A decade on, Clinton Scharfe believes further investigation of opportunities for live, wild-caught King Prawns are worth considering.

In addition to the Scottish scampi fishery, he investigated the benefits of environmental accreditation in overseas markets, and new technology for the prawn industry.

With the price of prawns falling in the past 15 years, he says every effort is needed to add value to their product. As an active supporter of the Spencer Gulf Prawn Fishery’s Marine Stewardship Council sustainable certification, he says this is one investment he is confident will pay dividends.

Following certification in 2012, the fishery has received increased inquiries, particularly from Europe, where environmental accreditations are strongly supported.

Clinton Scharfe reports that the Belgian seafood company Setraco replaced non-certified scallops with an environmentally accredited product, which resulted in increased sales at a 30 per cent higher price, when there was otherwise little difference between the two scallop suppliers.

“For this very reason, Setraco agreed to meet and discuss the possibility of a relationship with Spencer Gulf King Prawns sourced from SA,” he says.
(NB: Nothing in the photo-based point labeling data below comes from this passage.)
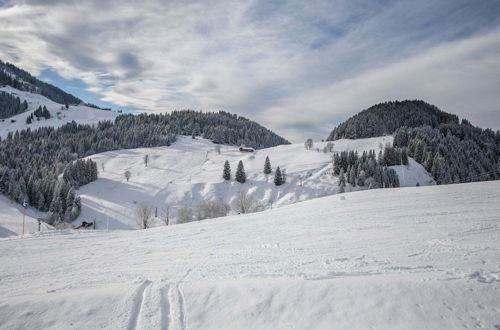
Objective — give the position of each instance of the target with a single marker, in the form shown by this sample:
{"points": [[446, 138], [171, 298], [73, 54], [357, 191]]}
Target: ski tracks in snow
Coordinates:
{"points": [[159, 306]]}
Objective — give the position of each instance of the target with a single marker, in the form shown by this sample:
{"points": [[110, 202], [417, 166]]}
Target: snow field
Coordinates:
{"points": [[412, 258], [190, 172], [80, 114]]}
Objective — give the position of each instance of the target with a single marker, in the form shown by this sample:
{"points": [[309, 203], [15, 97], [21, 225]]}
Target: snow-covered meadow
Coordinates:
{"points": [[407, 258], [190, 172], [81, 114]]}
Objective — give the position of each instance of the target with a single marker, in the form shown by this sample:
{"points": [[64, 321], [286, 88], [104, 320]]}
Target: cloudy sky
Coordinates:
{"points": [[297, 67]]}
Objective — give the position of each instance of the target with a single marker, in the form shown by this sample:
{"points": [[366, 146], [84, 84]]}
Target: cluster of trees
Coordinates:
{"points": [[240, 174], [242, 203], [38, 113], [365, 170], [385, 118], [80, 172], [241, 177], [453, 153], [33, 160], [450, 150], [11, 105], [13, 76]]}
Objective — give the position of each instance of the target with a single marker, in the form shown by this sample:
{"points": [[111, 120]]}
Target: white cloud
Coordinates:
{"points": [[296, 67], [461, 77]]}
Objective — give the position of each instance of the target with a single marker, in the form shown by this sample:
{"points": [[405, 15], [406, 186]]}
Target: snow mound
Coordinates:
{"points": [[80, 114], [190, 172], [407, 258]]}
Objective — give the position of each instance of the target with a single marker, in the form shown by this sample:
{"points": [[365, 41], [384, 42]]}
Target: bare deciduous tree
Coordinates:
{"points": [[165, 214], [144, 215], [245, 203], [127, 175], [308, 144], [211, 209], [184, 214]]}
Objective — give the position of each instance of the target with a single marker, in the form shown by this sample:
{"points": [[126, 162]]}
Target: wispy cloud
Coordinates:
{"points": [[297, 67]]}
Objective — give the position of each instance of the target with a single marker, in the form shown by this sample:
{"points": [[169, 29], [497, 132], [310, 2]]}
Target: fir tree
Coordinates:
{"points": [[226, 174], [267, 166], [278, 179], [341, 182], [241, 177]]}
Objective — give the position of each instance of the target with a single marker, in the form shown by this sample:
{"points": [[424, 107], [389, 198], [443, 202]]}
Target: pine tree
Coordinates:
{"points": [[226, 174], [352, 176], [267, 166], [241, 177], [341, 181], [278, 179]]}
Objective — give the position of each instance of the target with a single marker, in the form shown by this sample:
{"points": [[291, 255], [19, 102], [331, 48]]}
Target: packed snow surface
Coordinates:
{"points": [[81, 114], [407, 258], [190, 172]]}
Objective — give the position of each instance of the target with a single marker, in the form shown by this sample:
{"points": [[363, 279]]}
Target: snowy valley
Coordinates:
{"points": [[330, 243], [59, 114], [413, 258], [190, 172]]}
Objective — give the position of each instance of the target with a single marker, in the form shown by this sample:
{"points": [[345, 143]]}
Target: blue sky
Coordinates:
{"points": [[297, 67], [78, 88]]}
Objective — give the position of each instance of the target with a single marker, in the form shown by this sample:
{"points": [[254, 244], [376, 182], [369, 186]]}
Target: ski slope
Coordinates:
{"points": [[190, 172], [407, 258], [81, 114]]}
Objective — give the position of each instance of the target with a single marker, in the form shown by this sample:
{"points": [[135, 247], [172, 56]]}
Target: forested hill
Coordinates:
{"points": [[31, 162], [11, 75], [385, 118], [450, 150]]}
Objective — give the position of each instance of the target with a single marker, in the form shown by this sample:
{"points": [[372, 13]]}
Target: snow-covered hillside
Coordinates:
{"points": [[190, 171], [407, 258], [11, 219], [80, 114]]}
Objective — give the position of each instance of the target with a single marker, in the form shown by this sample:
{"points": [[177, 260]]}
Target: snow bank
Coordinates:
{"points": [[407, 258], [80, 114], [190, 172]]}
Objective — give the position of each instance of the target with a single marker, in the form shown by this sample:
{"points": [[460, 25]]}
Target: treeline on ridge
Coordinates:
{"points": [[11, 105], [450, 150], [13, 76], [32, 161]]}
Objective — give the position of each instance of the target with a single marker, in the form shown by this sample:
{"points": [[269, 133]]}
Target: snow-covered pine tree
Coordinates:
{"points": [[241, 176], [341, 181], [278, 179], [352, 176], [267, 166], [226, 174]]}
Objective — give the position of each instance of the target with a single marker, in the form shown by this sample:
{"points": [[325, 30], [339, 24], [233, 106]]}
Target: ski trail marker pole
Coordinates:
{"points": [[25, 205]]}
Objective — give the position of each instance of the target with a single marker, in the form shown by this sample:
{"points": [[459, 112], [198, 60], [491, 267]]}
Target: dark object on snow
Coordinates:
{"points": [[85, 224], [244, 149]]}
But there will also need to be a greater focus on marketing and differentiating the Australian product in international markets.

He says he quickly realised during his travels that Australia’s fisheries management was second to none, and that a global system of labelling was needed to accurately identify both products and country of origin.

This would help to further enhance and protect the reputation of Australian seafood, including high standards of sustainability, quality and food safety.

As part of his scholarship, Clint Scharfe also visited a Danish company that manufactures a continuous cooker, which could be used on board a trawler. The equipment was “very impressive and has good potential, but there would need to be a more regular demand for cooked prawns.

“At this stage, most of the demand is pre-Christmas and at Easter, when consumers are looking for the ease of pre-cooked product. The rest of the year, the demand is for green prawns.”